You can convert values from one data type to another data type explicitly using the cast operator like this:

(type-name) expression

In Objective-C Programming Language, we generally use CGFloat for doing floating-point operation, which is derived from the basic data type of float in case of 32-bit and double in case of 64-bit.

Objective-C Type Casting Example

Here is an example program, illustrates the type casting in Objective-C. Here the cast operator causes the division of one integer variable by the another to be performed as a floating-point operation:

/* Objective-C Type Casting - Example Program */
		
#import <Foundation/Foundation.h>
int main()
{
	int sum = 17, count = 5;
	CGFloat avg;
	
	mean = (CGFloat) sum / count;
	NSLog(@"Average = %f\n", avg);
	
	return 0;
}

When the above code is compile and executed, it will produce the following result:

2014-10-03 13:18:37.932 demo[20634] Average = 3.400000

As you can see from the above Objective-C program that the cast operator in Objective-C has precedence over the division, so the value of sum is first converted to the type double and then finally it gets divided by the count yielding a double value as you can see from the above output.

The type conversions can be implicit which is automatically performed by the compiler or it can be explicitly specified through the use of the cast operator in Objective-C.

Objective-C Integer Promotion

Integer promotion is a way by which, the values of integer type, smaller than int or unsigned int are converted either to int or to unsigned int.
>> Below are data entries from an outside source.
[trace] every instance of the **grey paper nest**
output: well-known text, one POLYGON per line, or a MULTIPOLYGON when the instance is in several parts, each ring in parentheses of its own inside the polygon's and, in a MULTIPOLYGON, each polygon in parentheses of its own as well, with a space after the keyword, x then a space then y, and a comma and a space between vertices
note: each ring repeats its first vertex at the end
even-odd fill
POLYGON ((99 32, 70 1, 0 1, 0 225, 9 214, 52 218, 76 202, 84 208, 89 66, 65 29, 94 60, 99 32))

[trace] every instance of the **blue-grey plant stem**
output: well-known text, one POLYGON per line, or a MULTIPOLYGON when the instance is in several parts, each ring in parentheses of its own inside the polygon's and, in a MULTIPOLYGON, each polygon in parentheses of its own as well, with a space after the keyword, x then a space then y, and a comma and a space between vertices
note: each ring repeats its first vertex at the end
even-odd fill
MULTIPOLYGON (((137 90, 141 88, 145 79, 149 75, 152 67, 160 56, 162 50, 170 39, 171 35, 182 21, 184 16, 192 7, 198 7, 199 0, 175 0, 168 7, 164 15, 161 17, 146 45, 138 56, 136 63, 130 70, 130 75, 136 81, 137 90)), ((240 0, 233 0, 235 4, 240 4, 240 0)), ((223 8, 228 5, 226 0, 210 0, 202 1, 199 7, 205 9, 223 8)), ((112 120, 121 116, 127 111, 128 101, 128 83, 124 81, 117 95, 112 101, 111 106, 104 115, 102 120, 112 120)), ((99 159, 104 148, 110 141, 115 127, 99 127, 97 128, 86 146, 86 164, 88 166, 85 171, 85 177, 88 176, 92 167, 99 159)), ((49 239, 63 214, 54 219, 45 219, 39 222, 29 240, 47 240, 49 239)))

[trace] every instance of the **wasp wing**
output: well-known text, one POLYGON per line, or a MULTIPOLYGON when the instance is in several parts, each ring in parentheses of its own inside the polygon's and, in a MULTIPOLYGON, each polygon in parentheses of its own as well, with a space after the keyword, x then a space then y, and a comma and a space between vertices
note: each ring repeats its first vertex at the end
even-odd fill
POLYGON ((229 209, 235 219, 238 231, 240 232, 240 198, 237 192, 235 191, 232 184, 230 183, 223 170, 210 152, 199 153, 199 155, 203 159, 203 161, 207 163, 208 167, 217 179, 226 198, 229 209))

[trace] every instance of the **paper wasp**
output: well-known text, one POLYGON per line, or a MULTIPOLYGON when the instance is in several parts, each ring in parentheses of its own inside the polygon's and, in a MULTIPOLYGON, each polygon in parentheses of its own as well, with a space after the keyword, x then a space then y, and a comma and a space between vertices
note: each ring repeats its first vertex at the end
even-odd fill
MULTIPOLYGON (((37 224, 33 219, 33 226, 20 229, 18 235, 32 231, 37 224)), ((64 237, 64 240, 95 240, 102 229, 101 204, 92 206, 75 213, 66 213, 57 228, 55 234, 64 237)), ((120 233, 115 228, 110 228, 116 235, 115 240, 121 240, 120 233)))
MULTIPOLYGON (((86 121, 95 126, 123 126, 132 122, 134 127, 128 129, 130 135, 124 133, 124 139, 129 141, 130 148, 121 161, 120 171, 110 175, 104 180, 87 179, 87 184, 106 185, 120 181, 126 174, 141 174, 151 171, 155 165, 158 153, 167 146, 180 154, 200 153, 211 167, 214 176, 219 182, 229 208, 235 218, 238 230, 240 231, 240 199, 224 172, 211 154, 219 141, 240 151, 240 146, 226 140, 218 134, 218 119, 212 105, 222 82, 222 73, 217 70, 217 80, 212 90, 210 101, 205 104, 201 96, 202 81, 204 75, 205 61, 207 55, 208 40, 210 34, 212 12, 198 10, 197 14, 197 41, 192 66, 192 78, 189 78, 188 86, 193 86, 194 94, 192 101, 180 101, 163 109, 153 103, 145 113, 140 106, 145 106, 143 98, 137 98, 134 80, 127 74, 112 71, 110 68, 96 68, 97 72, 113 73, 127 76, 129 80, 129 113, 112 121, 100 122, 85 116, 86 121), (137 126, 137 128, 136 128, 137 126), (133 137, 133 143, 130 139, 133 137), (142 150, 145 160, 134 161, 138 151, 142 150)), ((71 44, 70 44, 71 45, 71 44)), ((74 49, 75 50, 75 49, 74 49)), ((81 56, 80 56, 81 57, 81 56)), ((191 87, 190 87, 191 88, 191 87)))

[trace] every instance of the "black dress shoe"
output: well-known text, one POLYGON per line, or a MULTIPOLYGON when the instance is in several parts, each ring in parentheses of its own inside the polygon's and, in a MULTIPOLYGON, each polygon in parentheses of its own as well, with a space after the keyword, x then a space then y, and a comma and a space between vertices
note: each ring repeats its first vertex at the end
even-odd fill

Here is an example program, of adding a character in an int, illustrates the concept of integer promotion in Objective-C:

/* Objective-C Type Casting - Example Program */
		
#import <Foundation/Foundation.h>
int main()
{
	int  num = 17;
	char c = 'c';	/* ascii value of c is 99 */
	int sum;
	
	sum = num + c;
	NSLog(@"Value of sum = %d\n", sum);
	
	return 0;
}

When the above code is compile and executed, it will produce the following result:

2014-10-03 13:18:37.932 demo[980] Value of sum = 116

Here, the value of the variable sum is coming as 116 because the Objective-C compiler is doing the integer promotion and converting the value of 'c' to ASCII (which is 99) before performing the actual addition operation.